About body, face and love
In gloss and blogs there is a dubious cliché "to win the genetic lottery." It turns out that I am one of the winners: thin and tall and have been like that since childhood. I never needed an effort to keep in shape, I didn't get better even during puberty. I play sports - I play football at the Girl Power club (by the way, join us), but only because I love to do it. In general, I love my body: I like to feel healthy, hardy, and agile. At the same time, on social networks, I regularly see girls with more spectacular figures than mine - more prominent, lean, pumped up in the "right" places. I contemplate them philosophically: I do not want one for myself enough to make an effort.

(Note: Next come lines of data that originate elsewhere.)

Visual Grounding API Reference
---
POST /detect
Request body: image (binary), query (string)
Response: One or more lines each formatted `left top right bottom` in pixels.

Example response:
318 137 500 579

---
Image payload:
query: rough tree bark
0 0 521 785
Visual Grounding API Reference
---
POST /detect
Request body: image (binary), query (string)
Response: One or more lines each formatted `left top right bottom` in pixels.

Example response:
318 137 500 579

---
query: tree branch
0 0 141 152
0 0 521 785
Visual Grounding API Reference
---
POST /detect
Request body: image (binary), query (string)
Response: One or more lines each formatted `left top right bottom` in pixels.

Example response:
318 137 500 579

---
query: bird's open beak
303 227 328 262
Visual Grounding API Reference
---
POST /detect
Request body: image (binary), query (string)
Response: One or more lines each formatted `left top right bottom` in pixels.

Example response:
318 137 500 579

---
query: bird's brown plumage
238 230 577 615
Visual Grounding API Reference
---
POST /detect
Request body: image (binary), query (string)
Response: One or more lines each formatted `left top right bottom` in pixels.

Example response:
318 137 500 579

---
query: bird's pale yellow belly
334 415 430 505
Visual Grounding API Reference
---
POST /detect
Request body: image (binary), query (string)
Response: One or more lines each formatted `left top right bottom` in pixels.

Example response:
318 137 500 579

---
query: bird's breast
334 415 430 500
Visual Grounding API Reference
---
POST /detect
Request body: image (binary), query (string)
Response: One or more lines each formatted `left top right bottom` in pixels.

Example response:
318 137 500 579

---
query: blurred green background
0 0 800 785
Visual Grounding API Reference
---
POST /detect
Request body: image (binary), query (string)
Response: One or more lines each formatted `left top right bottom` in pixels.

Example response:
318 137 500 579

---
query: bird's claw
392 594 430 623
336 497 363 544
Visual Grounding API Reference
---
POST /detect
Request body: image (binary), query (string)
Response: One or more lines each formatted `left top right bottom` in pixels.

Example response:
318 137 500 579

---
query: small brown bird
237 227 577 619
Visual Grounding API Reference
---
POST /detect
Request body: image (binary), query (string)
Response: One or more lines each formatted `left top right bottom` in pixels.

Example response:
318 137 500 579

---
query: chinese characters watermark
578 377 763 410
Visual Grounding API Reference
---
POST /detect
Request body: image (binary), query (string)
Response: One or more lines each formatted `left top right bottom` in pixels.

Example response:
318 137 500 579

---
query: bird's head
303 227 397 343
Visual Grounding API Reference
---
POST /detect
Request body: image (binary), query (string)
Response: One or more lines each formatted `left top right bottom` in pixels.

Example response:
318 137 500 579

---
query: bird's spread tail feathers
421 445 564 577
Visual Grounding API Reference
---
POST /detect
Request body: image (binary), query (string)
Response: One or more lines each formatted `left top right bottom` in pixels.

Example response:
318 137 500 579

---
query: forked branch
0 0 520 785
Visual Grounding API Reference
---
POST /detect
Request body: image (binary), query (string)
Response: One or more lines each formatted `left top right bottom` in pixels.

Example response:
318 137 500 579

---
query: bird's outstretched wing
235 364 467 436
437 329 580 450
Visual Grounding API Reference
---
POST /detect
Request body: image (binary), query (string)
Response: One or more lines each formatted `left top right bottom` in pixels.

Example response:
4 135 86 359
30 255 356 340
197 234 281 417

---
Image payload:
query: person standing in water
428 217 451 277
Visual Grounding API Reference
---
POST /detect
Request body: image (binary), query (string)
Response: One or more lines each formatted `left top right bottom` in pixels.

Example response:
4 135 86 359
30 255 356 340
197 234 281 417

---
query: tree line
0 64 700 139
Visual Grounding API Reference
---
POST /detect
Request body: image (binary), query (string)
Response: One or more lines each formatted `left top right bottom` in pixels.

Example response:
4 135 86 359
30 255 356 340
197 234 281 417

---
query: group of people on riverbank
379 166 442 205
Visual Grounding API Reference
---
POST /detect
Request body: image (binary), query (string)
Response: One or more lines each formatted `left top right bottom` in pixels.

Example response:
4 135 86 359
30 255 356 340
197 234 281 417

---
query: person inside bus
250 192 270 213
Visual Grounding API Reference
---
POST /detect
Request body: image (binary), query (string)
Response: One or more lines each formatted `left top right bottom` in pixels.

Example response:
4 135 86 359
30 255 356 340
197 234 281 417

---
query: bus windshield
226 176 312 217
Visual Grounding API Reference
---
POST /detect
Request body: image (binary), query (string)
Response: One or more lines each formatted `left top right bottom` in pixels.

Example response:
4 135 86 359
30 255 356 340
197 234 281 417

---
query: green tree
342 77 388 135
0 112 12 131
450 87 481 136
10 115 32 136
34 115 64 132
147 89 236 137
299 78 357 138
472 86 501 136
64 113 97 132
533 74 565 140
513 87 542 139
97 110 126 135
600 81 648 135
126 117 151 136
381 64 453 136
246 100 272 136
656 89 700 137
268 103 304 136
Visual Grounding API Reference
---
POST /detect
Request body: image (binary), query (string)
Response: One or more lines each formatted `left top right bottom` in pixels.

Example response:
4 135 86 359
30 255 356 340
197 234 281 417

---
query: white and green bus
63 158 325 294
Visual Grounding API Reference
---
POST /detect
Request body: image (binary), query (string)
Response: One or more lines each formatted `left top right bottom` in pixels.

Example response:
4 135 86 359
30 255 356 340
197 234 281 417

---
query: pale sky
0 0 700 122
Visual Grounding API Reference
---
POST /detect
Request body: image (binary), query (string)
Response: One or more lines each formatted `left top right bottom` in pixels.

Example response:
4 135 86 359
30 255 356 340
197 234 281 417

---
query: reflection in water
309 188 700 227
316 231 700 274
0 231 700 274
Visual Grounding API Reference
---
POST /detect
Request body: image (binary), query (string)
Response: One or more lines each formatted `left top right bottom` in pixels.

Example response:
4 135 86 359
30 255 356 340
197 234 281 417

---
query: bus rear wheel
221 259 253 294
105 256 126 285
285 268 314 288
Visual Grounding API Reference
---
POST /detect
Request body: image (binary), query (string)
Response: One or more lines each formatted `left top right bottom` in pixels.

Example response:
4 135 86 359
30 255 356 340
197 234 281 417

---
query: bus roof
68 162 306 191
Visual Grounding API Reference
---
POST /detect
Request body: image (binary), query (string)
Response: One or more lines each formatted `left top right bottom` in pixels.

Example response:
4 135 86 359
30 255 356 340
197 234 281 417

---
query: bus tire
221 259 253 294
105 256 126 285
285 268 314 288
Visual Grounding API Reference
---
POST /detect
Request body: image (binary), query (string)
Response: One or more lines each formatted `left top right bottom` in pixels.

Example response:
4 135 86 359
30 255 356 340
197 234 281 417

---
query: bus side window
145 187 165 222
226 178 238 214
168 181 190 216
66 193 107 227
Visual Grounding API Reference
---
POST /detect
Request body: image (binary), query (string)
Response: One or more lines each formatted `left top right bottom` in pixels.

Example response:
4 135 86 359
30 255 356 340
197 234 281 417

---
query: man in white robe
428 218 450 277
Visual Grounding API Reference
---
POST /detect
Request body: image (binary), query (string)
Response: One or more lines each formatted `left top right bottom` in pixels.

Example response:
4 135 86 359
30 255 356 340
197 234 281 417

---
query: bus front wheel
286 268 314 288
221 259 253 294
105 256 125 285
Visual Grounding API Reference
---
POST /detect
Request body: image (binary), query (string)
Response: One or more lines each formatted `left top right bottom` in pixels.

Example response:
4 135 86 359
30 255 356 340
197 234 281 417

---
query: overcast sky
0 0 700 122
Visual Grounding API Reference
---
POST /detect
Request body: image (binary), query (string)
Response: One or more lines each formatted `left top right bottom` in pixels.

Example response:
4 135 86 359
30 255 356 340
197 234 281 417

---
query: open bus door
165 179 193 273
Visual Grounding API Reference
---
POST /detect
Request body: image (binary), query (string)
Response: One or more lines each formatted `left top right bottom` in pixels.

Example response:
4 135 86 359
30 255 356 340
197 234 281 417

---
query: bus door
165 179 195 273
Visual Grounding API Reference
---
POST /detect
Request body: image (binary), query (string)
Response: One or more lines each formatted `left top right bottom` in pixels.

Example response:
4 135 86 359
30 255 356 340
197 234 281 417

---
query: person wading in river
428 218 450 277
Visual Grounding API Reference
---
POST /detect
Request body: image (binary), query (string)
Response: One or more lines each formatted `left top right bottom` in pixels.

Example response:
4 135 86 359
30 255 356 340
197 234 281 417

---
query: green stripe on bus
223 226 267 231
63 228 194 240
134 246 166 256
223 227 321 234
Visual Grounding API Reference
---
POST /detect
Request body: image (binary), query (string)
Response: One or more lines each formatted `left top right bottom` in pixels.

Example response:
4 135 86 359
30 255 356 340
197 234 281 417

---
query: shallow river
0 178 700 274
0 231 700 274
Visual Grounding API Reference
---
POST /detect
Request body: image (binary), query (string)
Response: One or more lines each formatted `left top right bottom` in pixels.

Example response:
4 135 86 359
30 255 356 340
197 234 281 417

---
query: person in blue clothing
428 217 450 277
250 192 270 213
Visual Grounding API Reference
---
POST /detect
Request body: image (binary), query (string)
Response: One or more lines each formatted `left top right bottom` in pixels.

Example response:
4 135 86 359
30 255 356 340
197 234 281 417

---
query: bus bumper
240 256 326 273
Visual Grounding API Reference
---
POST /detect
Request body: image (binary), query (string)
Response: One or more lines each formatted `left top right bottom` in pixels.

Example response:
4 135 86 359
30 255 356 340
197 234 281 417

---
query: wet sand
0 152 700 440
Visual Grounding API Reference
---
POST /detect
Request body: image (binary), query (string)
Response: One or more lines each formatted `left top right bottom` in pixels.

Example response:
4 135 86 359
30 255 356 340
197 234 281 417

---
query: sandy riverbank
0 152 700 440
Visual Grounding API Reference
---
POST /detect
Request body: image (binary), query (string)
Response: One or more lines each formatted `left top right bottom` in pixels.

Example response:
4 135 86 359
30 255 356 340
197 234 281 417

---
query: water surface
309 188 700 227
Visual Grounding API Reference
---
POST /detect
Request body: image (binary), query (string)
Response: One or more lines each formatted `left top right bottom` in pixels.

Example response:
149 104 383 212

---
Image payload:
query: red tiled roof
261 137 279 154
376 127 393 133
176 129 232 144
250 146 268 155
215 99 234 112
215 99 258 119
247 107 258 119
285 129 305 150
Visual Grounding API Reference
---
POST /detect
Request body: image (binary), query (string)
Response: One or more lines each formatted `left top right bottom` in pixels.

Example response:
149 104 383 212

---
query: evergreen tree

But paradoxically, the sight of a young male body sometimes causes acute alarm in me. The last time I saw something like this was at a rapper Face's concert, when at some point he pulled off his hoodie and was naked to the waist. (For those who have no idea what Face looks like naked to the waist, I explain: like a young god.) Quite unexpectedly, right there, during the concert, jumping by the stage, I began to nervously wonder if I should first sign up in the morning. rocking chair.
It usually lets go when I remind myself that for almost thirty-five years of my life I have never fallen in love with someone just because the person was normatively handsome. The first impulse is always something unrelated to appearance: some particularly witty joke, general love for the book "Notes and Extracts" or the ability to be frank. And then I begin to deeply spit on the standards of beauty - I begin to grow faint, looking into my eyes, furtively staring at the skin flickering in the cut of my shirt, or instantly lose the ability for meaningful activity, catching my gaze on, say, a mole on my neck. The people I love always seem very beautiful to me.